Wright explained restorative methods could also emphasize kids repairing damaged relationships and making amends for their mistakes, instead of simply sending them to detention.
Wright hopes to see restorative practices take a leading role in the redesign, as she believes that they have the potential to improve ties between students and their teachers, as well as help students develop more empathy for the victims of their actions.
“I would like restorative practices to be the foundation upon which we incorporate redesign” Wright said. “I would like teachers to be able to read the Restorative Practices Handbook and attend professional development as part of this.”
Anette Kenoly, a learning coach at the school, is in charge of providing guidance to teachers. She hopes to see schoolwide equity as a goal for the redesign through restorative practices, as well as more chances for teachers to connect with students.
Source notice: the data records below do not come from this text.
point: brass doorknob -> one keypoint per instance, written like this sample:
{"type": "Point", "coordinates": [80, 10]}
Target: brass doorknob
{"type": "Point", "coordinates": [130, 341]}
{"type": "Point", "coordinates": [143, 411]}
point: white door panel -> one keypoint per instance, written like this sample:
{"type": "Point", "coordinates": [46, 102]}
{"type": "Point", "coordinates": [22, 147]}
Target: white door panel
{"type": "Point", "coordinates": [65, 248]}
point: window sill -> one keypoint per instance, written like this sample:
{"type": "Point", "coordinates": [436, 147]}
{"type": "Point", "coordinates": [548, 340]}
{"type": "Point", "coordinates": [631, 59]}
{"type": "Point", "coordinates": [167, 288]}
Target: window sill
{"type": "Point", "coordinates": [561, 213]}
“We need a consistent space where small groups of students have an opportunity to establish meaningful relationships with staff and other students,” Kenoly said.
Kenoly was motivated to support the program because it presents an opportunity to make changes to a system which she feels often sets students up to fail.
“I thought it a great opportunity to make real systemic changes that positively impacts all students,” Kenoly said, “Many students are successful in our current system, but many many others are not.”
Kenoly does see potential risks during the redesign, but prefers to call them “challenges.”
“The major challenge is the newness of the redesign process itself,” Kenoly said. “As educators, we walk into a system that is already established, functional or not…. With redesign, we can examine any part of our current system and re-imagine it.”